My wifes family lives right in your area. We looked at Olcott a month or so ago and it's really pretty. We haven't had a chance to look at Youngstown yet.

well met...... and welcome aboard!


----------



## fparry (Feb 22, 2010)

LynW said:


> The lines are so high that it is hard work holding them. Although it is permitted to descend with just two people aboard able to handle lines, take a third if possible. Going up, there must be three people.

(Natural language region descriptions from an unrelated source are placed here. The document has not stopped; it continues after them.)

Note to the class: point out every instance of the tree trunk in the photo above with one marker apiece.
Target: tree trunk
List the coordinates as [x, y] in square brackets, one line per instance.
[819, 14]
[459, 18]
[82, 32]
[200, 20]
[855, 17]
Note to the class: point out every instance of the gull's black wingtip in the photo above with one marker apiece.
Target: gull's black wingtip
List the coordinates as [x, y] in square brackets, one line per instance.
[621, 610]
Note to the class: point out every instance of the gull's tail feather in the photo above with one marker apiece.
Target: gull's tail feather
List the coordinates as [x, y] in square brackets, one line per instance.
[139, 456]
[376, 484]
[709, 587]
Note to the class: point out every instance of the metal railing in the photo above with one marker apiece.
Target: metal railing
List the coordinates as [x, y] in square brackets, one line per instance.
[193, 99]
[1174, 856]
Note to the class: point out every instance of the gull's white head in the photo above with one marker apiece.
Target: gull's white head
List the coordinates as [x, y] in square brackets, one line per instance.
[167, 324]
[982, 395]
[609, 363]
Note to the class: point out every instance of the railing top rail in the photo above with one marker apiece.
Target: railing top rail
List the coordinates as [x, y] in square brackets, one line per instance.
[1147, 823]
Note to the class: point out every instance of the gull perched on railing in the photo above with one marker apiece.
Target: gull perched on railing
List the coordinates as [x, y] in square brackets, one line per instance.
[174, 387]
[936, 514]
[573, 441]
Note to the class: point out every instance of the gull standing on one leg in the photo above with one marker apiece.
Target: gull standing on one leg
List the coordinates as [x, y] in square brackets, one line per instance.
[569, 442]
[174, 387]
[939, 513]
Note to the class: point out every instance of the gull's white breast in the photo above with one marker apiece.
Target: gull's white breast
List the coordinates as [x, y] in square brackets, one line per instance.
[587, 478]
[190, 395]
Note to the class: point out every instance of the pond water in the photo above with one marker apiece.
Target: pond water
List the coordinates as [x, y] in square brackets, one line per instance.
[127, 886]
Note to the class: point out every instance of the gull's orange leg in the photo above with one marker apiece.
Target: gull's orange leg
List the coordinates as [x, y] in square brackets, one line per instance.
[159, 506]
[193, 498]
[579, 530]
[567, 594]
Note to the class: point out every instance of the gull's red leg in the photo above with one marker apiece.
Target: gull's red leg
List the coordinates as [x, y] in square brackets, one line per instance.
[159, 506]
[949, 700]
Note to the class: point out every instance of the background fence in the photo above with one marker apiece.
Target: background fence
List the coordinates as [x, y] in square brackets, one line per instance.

I just purchased a 27' boat which is being stored in Dunkirk, NY on Lake Erie. My plan is to have it placed in the water and then sail it to Sodus Bay which is located between Rochester and Oswego on the south shore of Lake Ontario. I found the information in your post valuable and informative. Can you tell me why 3 people are needed when traveling from the south to the north on the Welland Canal ?


----------



## bljones (Oct 13, 2008)

Because the canal says so.
Seriously, it is for line handling duties. One on the helm, two on the lines.


----------



## tidewaterv (Jul 18, 2013)

lake erie vs lake ontario..both great ..but for swimming warm lake erie isgreat sailing south shore ,erie pa,astabula,rocky river vermillion,north side port dover ,great beaches &marina,pt. colburne great marina &beach area....lake ontario,youngs town,niagara on lake,pt dalhousie,50pt marina ,,lake ontario very cold for swimming,...lighter fair winds on erie..but ontario good also...as to canal..have transited to many times to remember..no real problems but need 3 crew to handle lines with good gloves..canal lines can be rough.......another side is take erie canal to oswego canal to lake ontario @oswego ..mast out @blackrock back in oswego then sail to where ever ...


----------



## tidewaterv (Jul 18, 2013)

have sailed west on lake erie many times always on south shore great sailing light wind but consistent shore breezes...it is not difficult..great harbors,nice beaches,


----------



## shanedennis (Feb 10, 2012)

We just crossed Lake Erie west to east Some spots there are pretty beaches but there was nowhere I felt comfortable swimming. I also would avoid eating fish caught in Lake Erie.

Too many dead fish floating in the water, too much algae, too many condoms and balloons, too smelly in general. Very unhealthy body of water. I've heard the health of the lake is improving and commend the people involved in the effort.

We did enjoy the reliable south westerlies and some great downwind sailing.


----------